Isso implica em que não nos ofereça um conteúdo determinado do bom, único para todas as sociedades e todos os tempos. Este conteúdo varia historicamente; certamente, pode ser a felicidade, a criação e o trabalho, a luta pela emancipação nacional e social, etc. Mas o conteúdo concreto só é moralmente positivo numa apropriação do individuo e da comunidade. Assim, se o bom é a felicidade. Esta deve entender-se como aquela que, longe de excluir a dos demais, necessariamente a pressupõe. A felicidade de certos indivíduos ou de um grupo social, que somente se pode alcançar à custa da infelicidade dos outros – de sua dor, de sua miséria, de sua exploração ou opressão – é hoje profundamente imoral. Se o conteúdo do bom é a criação, esta, embora tenha um valor em si mesma, será também imoral se faz crescer as desgraças dos outros.

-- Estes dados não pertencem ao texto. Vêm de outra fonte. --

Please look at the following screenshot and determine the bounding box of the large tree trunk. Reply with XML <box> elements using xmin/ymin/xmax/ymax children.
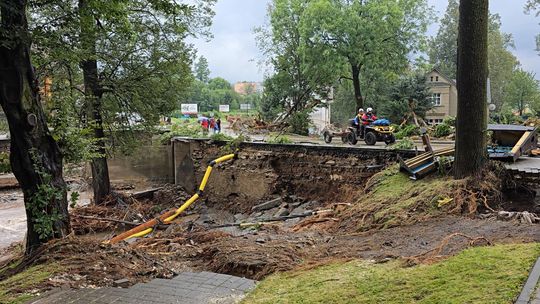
<box><xmin>79</xmin><ymin>0</ymin><xmax>111</xmax><ymax>204</ymax></box>
<box><xmin>0</xmin><ymin>0</ymin><xmax>70</xmax><ymax>254</ymax></box>
<box><xmin>454</xmin><ymin>0</ymin><xmax>489</xmax><ymax>178</ymax></box>
<box><xmin>351</xmin><ymin>63</ymin><xmax>364</xmax><ymax>111</ymax></box>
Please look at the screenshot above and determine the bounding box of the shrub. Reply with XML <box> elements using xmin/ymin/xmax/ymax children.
<box><xmin>288</xmin><ymin>111</ymin><xmax>311</xmax><ymax>135</ymax></box>
<box><xmin>266</xmin><ymin>135</ymin><xmax>292</xmax><ymax>144</ymax></box>
<box><xmin>0</xmin><ymin>152</ymin><xmax>11</xmax><ymax>173</ymax></box>
<box><xmin>394</xmin><ymin>125</ymin><xmax>420</xmax><ymax>139</ymax></box>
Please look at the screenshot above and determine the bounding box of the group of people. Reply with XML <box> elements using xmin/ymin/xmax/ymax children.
<box><xmin>201</xmin><ymin>117</ymin><xmax>221</xmax><ymax>134</ymax></box>
<box><xmin>352</xmin><ymin>108</ymin><xmax>377</xmax><ymax>137</ymax></box>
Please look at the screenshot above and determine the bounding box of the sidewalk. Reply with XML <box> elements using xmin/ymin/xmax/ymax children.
<box><xmin>28</xmin><ymin>272</ymin><xmax>256</xmax><ymax>304</ymax></box>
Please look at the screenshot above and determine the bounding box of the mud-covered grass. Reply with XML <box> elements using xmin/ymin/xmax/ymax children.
<box><xmin>341</xmin><ymin>166</ymin><xmax>462</xmax><ymax>231</ymax></box>
<box><xmin>0</xmin><ymin>262</ymin><xmax>62</xmax><ymax>304</ymax></box>
<box><xmin>339</xmin><ymin>163</ymin><xmax>504</xmax><ymax>231</ymax></box>
<box><xmin>243</xmin><ymin>243</ymin><xmax>540</xmax><ymax>304</ymax></box>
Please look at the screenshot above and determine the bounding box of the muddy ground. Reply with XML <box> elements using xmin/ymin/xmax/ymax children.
<box><xmin>0</xmin><ymin>151</ymin><xmax>540</xmax><ymax>294</ymax></box>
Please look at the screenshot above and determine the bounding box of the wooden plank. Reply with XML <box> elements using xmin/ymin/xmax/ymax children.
<box><xmin>512</xmin><ymin>131</ymin><xmax>532</xmax><ymax>157</ymax></box>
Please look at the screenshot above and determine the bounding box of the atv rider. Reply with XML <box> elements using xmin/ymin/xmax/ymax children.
<box><xmin>360</xmin><ymin>108</ymin><xmax>377</xmax><ymax>138</ymax></box>
<box><xmin>352</xmin><ymin>108</ymin><xmax>365</xmax><ymax>133</ymax></box>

Finalmente, se a luta, o heroísmo e o sacrifício fazem parte do comportamento moral positivo, isso só ocorre na medida em que servem a um interesse comum a emancipação de um povo ou de todo um grupo. Vemos portanto, que o bom esta numa peculiar relação entre os interesses coletivos e pessoais. Partindo do fato de que o individuo é um ser social e de que a sociedade não é um aglomerado de átomos sociais, individuo e sociedade implicam-se necessariamente, do que decorre a sua relação necessária na qual não podemos isolar nenhum dos termos. Mas a necessiddade desta relação não significa que, historicamente, tenham estado sempre numa vinculação adequada; exatamente naquela que constitui a verdadeira esfera do bem.

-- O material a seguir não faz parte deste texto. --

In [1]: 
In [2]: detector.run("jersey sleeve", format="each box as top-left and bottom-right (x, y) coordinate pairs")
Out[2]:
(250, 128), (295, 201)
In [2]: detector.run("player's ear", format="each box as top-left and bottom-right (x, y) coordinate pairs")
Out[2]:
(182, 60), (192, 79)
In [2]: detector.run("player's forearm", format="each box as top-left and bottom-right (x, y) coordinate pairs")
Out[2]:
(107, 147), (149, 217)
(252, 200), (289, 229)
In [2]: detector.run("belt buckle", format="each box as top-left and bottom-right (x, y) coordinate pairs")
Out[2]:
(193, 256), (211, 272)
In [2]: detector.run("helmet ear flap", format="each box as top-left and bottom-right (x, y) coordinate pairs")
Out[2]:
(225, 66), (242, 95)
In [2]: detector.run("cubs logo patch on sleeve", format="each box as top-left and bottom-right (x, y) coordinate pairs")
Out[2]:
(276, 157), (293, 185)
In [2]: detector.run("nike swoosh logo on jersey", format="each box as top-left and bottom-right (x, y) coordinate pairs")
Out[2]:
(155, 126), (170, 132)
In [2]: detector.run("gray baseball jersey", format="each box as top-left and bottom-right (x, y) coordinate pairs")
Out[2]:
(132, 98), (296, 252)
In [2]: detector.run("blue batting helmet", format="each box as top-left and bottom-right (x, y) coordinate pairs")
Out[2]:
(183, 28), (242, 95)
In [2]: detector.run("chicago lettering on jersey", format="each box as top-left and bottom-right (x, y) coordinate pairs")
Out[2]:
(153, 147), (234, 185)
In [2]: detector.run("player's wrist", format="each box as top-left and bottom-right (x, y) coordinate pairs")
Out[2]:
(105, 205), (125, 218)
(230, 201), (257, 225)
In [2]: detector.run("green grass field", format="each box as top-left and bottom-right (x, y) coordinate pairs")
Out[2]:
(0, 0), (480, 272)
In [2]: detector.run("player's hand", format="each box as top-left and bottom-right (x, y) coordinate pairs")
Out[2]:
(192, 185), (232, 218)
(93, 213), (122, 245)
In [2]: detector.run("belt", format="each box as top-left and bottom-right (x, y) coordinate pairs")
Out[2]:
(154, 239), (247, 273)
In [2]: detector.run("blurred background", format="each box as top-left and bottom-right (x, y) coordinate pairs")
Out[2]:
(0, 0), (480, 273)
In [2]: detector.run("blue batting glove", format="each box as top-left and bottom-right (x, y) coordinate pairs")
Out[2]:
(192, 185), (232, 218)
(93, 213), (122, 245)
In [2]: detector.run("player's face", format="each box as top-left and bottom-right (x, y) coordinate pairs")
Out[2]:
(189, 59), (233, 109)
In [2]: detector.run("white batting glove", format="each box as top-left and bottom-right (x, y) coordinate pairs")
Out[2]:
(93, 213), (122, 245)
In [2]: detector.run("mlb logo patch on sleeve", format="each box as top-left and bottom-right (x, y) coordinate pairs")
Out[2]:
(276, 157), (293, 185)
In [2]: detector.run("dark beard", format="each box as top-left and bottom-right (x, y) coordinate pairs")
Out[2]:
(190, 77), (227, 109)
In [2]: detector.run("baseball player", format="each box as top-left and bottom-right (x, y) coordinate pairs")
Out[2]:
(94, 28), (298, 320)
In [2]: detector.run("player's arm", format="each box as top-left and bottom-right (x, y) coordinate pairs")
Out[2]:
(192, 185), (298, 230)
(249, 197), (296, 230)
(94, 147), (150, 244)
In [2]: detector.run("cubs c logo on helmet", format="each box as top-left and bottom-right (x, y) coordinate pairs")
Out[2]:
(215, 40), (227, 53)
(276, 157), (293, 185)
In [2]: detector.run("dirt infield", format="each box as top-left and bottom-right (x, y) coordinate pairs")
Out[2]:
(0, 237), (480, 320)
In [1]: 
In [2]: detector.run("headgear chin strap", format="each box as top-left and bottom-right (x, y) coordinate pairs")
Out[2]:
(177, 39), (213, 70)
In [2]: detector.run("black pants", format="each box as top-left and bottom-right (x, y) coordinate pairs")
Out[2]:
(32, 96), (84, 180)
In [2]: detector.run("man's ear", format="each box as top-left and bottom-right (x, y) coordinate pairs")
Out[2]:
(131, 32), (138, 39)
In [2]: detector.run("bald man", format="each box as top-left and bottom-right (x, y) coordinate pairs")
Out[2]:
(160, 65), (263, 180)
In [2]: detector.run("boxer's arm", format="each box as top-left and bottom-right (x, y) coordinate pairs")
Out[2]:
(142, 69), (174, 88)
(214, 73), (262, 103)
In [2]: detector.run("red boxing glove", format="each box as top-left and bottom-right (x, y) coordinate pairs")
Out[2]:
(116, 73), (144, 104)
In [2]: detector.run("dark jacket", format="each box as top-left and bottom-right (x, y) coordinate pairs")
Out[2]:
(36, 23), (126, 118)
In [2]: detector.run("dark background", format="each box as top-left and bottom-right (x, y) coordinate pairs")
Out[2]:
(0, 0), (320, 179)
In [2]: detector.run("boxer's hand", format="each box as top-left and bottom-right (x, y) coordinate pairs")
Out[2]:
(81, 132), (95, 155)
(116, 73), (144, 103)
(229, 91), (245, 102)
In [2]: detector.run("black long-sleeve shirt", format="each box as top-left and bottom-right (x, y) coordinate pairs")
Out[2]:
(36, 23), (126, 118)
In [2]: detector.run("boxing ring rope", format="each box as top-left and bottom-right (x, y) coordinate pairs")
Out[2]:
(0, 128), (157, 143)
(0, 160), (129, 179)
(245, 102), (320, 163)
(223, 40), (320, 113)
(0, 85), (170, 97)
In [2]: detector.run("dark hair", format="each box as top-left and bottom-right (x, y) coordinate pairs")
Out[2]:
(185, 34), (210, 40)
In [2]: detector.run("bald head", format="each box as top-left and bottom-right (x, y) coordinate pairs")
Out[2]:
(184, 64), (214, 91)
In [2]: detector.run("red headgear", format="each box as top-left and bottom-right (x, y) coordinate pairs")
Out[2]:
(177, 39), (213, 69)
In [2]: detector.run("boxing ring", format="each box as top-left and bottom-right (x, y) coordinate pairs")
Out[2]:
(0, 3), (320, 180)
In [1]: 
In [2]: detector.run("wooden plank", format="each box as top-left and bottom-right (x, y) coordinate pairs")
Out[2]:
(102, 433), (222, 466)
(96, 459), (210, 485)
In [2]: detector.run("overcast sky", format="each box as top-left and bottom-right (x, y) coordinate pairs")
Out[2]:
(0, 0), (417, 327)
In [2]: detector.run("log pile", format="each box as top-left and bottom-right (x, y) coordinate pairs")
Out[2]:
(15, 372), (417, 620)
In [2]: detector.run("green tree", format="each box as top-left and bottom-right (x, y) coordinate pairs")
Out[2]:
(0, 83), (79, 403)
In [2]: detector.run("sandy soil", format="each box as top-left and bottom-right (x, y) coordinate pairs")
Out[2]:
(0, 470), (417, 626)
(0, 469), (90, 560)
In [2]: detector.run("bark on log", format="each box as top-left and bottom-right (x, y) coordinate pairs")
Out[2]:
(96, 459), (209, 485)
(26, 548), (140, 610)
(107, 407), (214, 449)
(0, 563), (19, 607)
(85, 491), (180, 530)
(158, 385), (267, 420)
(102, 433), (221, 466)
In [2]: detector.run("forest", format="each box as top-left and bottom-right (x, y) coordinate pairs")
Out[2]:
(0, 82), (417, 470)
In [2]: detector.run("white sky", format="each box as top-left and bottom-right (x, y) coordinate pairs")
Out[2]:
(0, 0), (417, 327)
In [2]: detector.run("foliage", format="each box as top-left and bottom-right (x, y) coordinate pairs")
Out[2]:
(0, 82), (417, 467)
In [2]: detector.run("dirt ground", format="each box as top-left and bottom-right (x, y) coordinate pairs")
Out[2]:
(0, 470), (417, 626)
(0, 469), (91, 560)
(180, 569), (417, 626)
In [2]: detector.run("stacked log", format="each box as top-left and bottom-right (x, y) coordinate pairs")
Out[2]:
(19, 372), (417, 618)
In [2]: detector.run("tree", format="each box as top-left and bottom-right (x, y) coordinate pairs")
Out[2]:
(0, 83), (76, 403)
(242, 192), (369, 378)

A afirmação do individuo não é algo dado desde as primeiras formas de organização social, mas algo que o homem conseguiu somente na sociedade moderna. A individualidade não é um dom gratuito, mas uma conquista. Mas, na sociedade moderna, baseada na propriedade privada, a afirmação do individuo se traduz numa afirmação egoísta da personalidade, à custa dos demais. Por isso, o egoísmo ético não é somente uma doutrina, mas uma forma real de comportamento efetivo dos homens, na qual os interesses particulares e os gerais se separam. O oposto deste individualismo é uma comunidade abstrata, burocrática ou desumanizada, na qual o pessoal é absorvido pelo geral ou por uma suposta universalidade atrás da qual nada mais do que a expressão de interesses particulares muito concretos.
Em nossa época, o bom só pode ocorrer realmente na superação da cisão entre o indivíduo e a comunidade, ou na harmonização dos interesses pessoais com os verdadeiramente comuns ou universais.
Situado o bom nesta esfera, podemos falar de diversos graus de adequação do individual e do geral, bem como da realização do bom à medida que se supera o individualismo egoísta.